Tuesday, October 25, 2016

Past Tired and Broken

Tuesday of Week 30 in Ordinary Time
Ephesians 5:21-33 (I am taking it to 6:9 for the sake of good context)

 

"It is important to acknowledge that the text presents a vision of household relationships, rooted in an ancient setting, that is considered unjust today...and in the case of slavery completely immoral." 
(Sacra Pagina, Vol 17, 341)

There is no easy way of taking the patriarchal sting out of this text.  The metaphor at work relates the husband to God, and the wife to the human community...but it is metaphorical language.  It just doesn't communicate today.  Most of us can't get past the sting.

The author of Ephesians uses the form, household codes (a standard in Greco-Roman philosophical writing) as a way of setting Christians noticeably apart from non-believers, so it seems that the most fruitful way to discern any timeless value in the text is to look for what is different.  

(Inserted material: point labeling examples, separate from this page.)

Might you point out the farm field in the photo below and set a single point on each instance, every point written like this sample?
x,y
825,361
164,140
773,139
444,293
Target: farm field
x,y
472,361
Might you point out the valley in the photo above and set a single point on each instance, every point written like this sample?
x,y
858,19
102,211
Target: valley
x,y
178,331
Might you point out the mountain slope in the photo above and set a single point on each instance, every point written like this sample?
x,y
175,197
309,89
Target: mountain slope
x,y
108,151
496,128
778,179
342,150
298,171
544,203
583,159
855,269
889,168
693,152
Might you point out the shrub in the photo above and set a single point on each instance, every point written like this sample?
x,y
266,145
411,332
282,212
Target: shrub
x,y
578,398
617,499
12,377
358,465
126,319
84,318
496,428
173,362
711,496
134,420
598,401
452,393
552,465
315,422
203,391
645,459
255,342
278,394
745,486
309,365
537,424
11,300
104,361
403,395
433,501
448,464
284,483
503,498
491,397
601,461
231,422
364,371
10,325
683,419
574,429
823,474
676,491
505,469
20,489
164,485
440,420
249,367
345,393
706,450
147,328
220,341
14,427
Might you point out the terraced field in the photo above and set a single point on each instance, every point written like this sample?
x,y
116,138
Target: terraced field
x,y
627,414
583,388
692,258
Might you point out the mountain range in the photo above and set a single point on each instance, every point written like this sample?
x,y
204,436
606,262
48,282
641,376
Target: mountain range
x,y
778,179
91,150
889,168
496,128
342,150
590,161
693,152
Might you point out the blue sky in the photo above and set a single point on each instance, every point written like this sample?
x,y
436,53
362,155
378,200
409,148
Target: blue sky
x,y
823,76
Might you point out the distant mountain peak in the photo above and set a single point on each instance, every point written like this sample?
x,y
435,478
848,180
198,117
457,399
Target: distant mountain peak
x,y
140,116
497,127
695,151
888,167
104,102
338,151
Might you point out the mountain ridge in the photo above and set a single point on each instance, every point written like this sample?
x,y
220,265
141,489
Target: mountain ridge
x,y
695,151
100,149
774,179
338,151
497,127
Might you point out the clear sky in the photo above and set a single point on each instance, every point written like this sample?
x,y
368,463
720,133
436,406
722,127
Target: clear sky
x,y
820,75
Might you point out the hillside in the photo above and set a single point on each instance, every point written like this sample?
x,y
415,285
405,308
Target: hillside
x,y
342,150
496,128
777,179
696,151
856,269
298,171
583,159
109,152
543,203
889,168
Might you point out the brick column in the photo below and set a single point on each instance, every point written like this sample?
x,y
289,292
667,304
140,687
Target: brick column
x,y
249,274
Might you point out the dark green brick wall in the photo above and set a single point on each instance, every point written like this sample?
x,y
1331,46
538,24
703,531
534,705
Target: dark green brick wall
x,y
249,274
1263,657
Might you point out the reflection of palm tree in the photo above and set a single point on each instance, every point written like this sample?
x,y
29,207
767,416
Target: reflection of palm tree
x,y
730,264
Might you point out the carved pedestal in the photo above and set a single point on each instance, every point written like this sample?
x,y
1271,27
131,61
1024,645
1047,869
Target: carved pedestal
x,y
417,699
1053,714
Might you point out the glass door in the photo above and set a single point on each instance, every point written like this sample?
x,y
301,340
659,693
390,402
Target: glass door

Today I am going to take my cue from the lines that bookend this pericope.  
Verse 5:21:  Brothers and sisters: Be subordinate to one another out of reverence to Christ.
This is something central to the Christian way of life.  It would have been noticeably different from the culture at large.
Verse 6:9:  And masters, do the same thing to them, stopping the threatening knowing that both they and you have a master in heaven and with him there in so partiality.
The implication of living in relationship with a God who shows no favoritism continues to make ethical demands on human behavior. 

The wife/husband and slave/master metaphor is past tired and broken. It opens the scriptures up to being manipulated into supporting the very thing the Gospel intends to re-imagine. 

But trying to be more like the God in whose image and likeness I am made by cultivating a heart that refuses to begin with distinctionsthat is never tired or broken.